Il y eut un silence, comme l'attente de quelque chose.
"Que c'est fascinant," dit le professeur Quirrell. L'homme examinait ses ongles avec l'air de s'ennuyer. "Continuez, je vous en prie."
"Je sais que vous avez... enquêté... sur le couloir du troisième étage -"
"Vous ne savez rien de tel." Le dos de l'homme se raidit. "N'essayez pas de me bluffer, Severus Rogue, je trouve cela agaçant et vous n'êtes en position de m'agacer. Un simple coup d'œil permettrait à n'importe quel sorcier compétent de savoir que le directeur a tissé des quantités astronomiques de toiles, de barrières, de pièges et d'alertes. De plus, il y a là des charmes venus d'un pouvoir ancien, des constructions magiques au sujet desquelles je n'ai même pas entendu de rumeurs, des techniques qui doivent avoir directement été dégorgées des connaissances accumulées de Flamel lui-même. Même Celui-Dont-On-Ne-Doit-Pas-Prononcer-Le-Nom aurait eu du mal à les franchir sans être repéré." Le professeur Quirrell tapota sa joue d'un air pensif. "Quant à un loquet, un simple Collaporta placé sur une poignée ordinaire de façon si faible qu'il n'aurait pas pu bloquer Mlle Granger le jour où elle est arrivée à Poudlard. Jamais auparavant je n'ai eu connaissance d'un piège aussi flagrant." Le professeur de Défense plissa alors les yeux. "Je n'ai connaissance d'aucun individu encore de ce monde pour lequel de tels prouesses de détection accompliraient quoi que ce soit. S'il existe un sorcier possesseur de savoirs anciens contre qui ce piège a été tendu - vous pouvez échanger cette information contre autant de silence que vous voudrez, mon cher professeur, ainsi qu'une bonne dose de faveurs en prime."
On aurait pu jurer que le professeur Quirrell regardait Severus Rogue avec le plus grand intérêt. Pas une trace de sourire ne déplaça ses lèvres.
Il y eut un autre long silence dans la clairière.
"Je ne sais pas qui Dumbledore craint," dit Rogue. "Mais je sais quel appât a été mis en place, et j'ai une idée quant à ce qui le protège vraiment -"
"Quant à ça," dit le professeur comme s'il s'ennuyait de nouveau, "je l'ai volé il y a des mois et j'ai laissé un faux à sa place. Mais merci d'avoir demandé."
"Vous mentez," dit Severus Rogue au bout d'un moment.
"Oui, en effet." Le professeur Quirrell s'appuya de nouveau contre le bois gris, ses yeux s'élevant vers le dense maillage des branches, la nuit qui tombait à peine visible entre les complexes tresses. "Je souhaitais simplement voir si vous me reprendriez sur ce point puisque vous prétendez en savoir si peu." Le professeur de Défense se sourit à lui-même.
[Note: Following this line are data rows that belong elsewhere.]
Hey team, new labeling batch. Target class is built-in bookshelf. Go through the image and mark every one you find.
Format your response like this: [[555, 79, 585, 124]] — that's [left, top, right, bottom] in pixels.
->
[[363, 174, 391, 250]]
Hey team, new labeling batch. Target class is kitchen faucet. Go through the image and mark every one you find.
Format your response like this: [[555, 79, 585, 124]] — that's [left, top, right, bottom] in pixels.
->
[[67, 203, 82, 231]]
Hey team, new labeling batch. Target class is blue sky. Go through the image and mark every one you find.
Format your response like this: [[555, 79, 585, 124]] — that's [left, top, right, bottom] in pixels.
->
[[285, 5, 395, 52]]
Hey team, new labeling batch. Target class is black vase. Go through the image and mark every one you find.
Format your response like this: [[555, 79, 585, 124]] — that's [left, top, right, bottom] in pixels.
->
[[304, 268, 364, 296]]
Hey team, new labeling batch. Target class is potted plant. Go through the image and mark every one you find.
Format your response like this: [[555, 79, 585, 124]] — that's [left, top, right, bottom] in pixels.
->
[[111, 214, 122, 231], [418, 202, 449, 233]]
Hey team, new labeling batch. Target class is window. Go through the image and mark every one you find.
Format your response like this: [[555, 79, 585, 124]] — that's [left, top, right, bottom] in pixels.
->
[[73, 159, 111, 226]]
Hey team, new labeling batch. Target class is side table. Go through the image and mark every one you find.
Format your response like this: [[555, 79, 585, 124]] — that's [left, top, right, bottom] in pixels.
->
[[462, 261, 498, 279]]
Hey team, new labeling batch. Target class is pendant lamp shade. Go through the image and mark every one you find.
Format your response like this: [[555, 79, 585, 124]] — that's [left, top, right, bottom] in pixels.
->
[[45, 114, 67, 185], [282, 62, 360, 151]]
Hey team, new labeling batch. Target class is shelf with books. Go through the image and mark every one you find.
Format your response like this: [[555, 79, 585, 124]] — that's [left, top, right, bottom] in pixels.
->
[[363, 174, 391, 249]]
Le maître des potions avait l'air d'être sur le point de s'étrangler de rage. "Que voulez-vous ?"
"À vrai dire, rien," dit le professeur de Défense en continuant de regarder le toit forestier. "J'étais seulement curieux. J'imagine que je vais juste continuer d'observer et voir où vont vos plans, et pendant ce temps je ne dirai rien au directeur - tant que vous acceptez de m'octroyer une faveur de temps à autre, bien sûr." Un sourire sec passa sur son visage. "Vous êtes congédié pour le moment, Severus Rogue. Même si j'apprécierai une autre petite conversation sous peu si vous acceptez de me parler avec honnêteté de vos allégeances. Et je dis bien honnêtement, pas sous les masques que vous m'avez montré aujourd'hui. Peut-être découvrirez-vous que vous avez plus d'alliés que vous ne le pensiez. Prenez un peu de temps pour y réfléchir, mon ami."